Schmaltzy Spotlight / Anna Gershenson: How a torch was passed from mother to daughter, through a dumpling
Schmaltzy Spotlight / Anna Gershenson: How a torch was passed from mother to daughter, through a dumpling
Read more about Anna Gershenson in "The Rosh Hashanah When Anna Gershenson Became the Family Matriarch."
Anna Gershenson is about to turn 70. There is a photo on her mantle that sits there reassuringly, which she looks at every day. It’s a picture of her and her mother, Rhoda Gurevich, beaming adoringly at one another at Rhoda’s own 70th birthday celebration. In the photo, Rhoda is sparkling, vibrant, the most beautiful, perhaps, that she has been in her entire life. It’s a moment trapped in time that gives Anna comfort. The cruel joke is that, shortly after that picture was taken, Rhoda was diagnosed with cancer, and in less than two years, she would be gone.
Rhoda was Anna’s mom, but she was also her best friend. Rhoda gave birth to Anna in Riga, Latvia, when she was 19 years old, just after the war ended. She was a working mom who always found time to make dinner and cook the holiday meals. When Anna was growing up, she would spend as much time as she could in the kitchen at Rhoda’s side, taking particular pleasure in watching her prepare the festive Jewish dishes. During Rosh Hashana and Passover, Rhoda would make gefilte fish from local freshwater fish, and Anna delighted in assisting her, and tasting the sweet, delicious results.

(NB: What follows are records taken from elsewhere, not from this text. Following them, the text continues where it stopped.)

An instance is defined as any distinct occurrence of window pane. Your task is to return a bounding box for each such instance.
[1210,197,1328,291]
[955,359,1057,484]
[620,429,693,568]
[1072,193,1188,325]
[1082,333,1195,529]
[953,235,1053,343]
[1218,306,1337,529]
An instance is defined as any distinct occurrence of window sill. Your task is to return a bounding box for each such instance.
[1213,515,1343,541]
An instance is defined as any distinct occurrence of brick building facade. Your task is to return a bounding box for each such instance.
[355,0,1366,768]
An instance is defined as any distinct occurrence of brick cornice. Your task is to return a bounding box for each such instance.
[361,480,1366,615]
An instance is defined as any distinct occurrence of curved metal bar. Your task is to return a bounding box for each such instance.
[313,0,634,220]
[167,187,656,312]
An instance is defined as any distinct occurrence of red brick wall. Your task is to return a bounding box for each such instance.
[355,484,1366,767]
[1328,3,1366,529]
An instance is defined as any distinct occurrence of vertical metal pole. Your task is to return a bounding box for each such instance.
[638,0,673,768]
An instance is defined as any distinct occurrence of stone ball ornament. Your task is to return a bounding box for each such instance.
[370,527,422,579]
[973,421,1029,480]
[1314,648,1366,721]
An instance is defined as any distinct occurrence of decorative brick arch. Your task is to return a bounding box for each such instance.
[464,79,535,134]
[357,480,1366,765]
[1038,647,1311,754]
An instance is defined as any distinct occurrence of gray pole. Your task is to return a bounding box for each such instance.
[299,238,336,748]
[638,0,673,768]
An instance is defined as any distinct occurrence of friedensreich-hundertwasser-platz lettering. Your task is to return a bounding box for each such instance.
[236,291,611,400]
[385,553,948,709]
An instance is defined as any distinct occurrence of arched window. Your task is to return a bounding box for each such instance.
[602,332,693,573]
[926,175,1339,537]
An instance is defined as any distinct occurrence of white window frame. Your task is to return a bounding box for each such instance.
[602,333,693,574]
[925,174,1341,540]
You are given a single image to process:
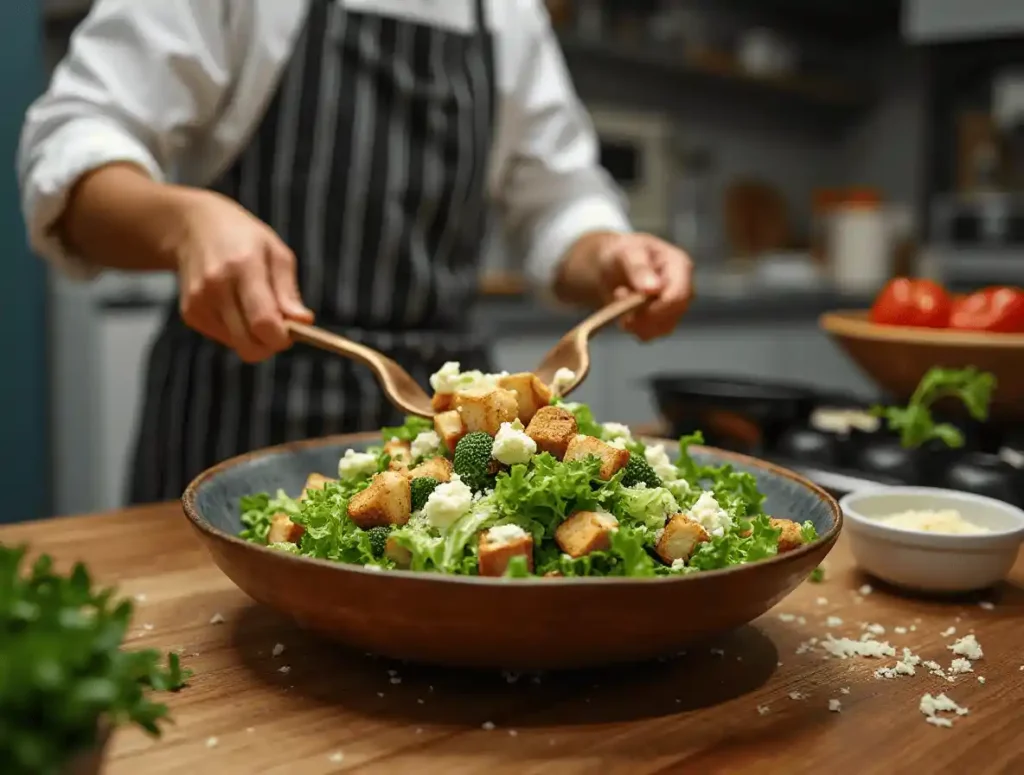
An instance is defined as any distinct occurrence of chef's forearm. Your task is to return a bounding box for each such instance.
[56,164,181,270]
[554,229,617,307]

These memories ached in Anna’s heart as the family buried Rhoda just a week before Rosh Hashana. What happens when a parent dies? A void needs to be filled. Someone needs to pick up the torch. Rhoda owned the holidays. Anna realized that now, she was the oldest woman in the family, and the role that needed filling had belonged to a formidable matriarch. Anna was bereft, but she found a way to pull herself together, and that was through holiday cooking. This meant making the foods that Rhoda would have made, and putting extra passion and purpose into her own traditions, like the kreplach soup that she cooks every year.
Anna performed her story live on March 7, 2017 at the Henry Street Settlement in New York City as part of the Schmaltzy storytelling event.